Sheikh Jarrah, a residential area less than a kilometre away from the walls of the Old City of Jerusalem, has long been coveted by Israeli settlers. Ever since Israel seized East Jerusalem in the 1967 Six-Day War, Israeli settler organisations have claimed ownership of the land in Sheikh Jarrah and have filed multiple lawsuits to evict Palestinians from the neighbourhood.
Following the latest court order, Palestinians have been protesting in an effort to protect the indigenous population in Sheikh Jarrah. Those arrested include Tala Obeid, Omar Al-Khatib and Mahmoud Nabil Al-Kurd, whose families face displacement.
One teenager has been shot in the leg and a man was wounded after settlers stabbed him and pepper-sprayed him while he was returning from work. Moreover, Israeli settlers assaulted Palestinians breaking their fast in the neighbourhood in solidarity with the 40 Palestinians, including ten children, who face the imminent threat of being made homeless to make way for illegal settlers. The thuggish settlers threw stones, glass bottles and other objects at the Palestinians. When the latter responded to the assault, a fight broke out between the two groups.

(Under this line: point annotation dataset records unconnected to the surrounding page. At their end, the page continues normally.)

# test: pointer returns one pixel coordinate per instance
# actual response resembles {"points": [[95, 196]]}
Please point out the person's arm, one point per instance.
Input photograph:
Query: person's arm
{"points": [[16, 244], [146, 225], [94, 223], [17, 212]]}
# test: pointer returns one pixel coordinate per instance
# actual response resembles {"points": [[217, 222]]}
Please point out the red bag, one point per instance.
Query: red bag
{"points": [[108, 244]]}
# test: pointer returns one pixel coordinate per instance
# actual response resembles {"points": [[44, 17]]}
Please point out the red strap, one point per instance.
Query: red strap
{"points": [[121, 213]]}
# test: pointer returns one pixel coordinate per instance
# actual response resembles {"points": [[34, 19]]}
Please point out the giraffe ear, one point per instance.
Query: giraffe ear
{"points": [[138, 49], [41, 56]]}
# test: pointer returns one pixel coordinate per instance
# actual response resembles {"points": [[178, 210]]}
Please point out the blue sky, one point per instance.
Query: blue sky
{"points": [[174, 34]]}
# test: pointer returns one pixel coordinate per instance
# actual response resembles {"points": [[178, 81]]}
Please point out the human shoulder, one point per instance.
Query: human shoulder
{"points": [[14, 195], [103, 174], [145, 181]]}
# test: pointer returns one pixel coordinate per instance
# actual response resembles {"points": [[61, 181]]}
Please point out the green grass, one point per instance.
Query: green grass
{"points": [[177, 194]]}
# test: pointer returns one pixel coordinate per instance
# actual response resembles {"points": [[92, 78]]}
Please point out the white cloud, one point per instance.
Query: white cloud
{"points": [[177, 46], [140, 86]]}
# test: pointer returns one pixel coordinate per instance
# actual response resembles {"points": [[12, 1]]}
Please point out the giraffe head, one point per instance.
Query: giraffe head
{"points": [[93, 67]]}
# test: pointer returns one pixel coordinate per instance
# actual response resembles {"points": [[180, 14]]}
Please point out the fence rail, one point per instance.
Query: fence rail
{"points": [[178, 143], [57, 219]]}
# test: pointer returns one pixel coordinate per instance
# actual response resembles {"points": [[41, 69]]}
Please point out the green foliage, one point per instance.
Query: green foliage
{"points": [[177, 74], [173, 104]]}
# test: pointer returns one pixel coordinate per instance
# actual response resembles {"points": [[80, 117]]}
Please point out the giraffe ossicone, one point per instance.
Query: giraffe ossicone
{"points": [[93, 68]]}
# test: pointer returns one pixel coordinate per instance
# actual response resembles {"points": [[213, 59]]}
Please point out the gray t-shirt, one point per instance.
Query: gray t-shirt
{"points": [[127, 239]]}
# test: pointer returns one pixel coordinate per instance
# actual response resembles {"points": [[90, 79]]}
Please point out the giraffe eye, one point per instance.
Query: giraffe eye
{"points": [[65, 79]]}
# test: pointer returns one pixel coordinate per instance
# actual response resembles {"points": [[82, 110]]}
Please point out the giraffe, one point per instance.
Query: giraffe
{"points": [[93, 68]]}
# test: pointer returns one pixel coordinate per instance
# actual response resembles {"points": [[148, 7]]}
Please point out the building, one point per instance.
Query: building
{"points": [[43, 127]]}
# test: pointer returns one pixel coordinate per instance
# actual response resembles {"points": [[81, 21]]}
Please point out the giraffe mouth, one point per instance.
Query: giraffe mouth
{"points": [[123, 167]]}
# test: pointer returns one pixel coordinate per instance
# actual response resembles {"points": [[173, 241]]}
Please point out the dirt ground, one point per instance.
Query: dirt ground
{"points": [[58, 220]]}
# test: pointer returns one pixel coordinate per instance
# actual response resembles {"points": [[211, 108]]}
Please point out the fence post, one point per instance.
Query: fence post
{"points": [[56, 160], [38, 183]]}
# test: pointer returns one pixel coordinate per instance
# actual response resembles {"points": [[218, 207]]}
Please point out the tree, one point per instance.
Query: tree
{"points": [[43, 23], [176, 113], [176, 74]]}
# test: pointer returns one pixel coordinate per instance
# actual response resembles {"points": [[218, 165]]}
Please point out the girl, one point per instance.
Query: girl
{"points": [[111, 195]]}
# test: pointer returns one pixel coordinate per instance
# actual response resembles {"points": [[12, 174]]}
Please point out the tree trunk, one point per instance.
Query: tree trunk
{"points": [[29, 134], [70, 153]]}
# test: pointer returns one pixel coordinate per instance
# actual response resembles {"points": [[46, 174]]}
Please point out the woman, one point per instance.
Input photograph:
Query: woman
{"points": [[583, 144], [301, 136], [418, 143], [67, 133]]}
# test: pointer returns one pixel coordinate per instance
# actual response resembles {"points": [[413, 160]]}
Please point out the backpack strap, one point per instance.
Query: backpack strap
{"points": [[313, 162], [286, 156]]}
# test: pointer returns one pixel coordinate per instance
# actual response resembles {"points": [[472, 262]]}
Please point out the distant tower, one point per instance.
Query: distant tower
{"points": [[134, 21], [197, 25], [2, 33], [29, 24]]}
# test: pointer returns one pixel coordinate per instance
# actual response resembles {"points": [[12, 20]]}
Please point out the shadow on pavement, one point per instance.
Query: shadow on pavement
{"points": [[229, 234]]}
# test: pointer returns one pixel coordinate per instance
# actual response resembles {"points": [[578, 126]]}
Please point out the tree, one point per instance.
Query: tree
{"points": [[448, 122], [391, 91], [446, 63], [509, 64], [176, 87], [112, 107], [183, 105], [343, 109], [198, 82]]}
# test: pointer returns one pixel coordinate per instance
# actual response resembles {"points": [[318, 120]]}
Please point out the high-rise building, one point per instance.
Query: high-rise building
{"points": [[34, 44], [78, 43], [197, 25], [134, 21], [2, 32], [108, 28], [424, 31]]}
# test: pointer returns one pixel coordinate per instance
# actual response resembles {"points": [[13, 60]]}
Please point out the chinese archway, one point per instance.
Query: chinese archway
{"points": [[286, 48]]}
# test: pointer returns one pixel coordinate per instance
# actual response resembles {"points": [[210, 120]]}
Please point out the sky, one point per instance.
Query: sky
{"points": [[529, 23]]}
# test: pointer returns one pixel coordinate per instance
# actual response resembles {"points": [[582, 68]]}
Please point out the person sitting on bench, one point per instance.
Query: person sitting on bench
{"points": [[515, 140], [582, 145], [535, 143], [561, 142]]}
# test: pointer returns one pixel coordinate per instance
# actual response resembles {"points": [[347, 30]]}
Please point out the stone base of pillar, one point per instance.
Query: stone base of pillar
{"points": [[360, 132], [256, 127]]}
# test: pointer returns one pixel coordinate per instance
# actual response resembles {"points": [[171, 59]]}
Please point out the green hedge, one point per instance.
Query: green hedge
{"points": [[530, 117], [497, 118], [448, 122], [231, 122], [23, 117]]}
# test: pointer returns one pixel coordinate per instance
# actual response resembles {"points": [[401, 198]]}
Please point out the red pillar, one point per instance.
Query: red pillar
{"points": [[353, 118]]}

Such violence by settlers and Israeli occupation forces is now predictable during the month of Ramadan. It happens in the Gaza Strip as well. In 2014, when Ramadan fell later in the year, Israel launched yet another massive military offensive, killing over 2,200 Palestinians — 500 of them children — and wounding tens of thousands more. The Palestinians are still trying to recover.
The reality is that Israel continues to treat international law with contempt, and is allowed to act with impunity by the international community. War crimes and crimes against humanity are committed in front of the world media; no “investigation” is required to determine who is responsible. Such crimes include preventing the Palestinians from accessing the holy sites during Ramadan and throughout the year. This is the reality of Israeli apartheid and its brutal military occupation.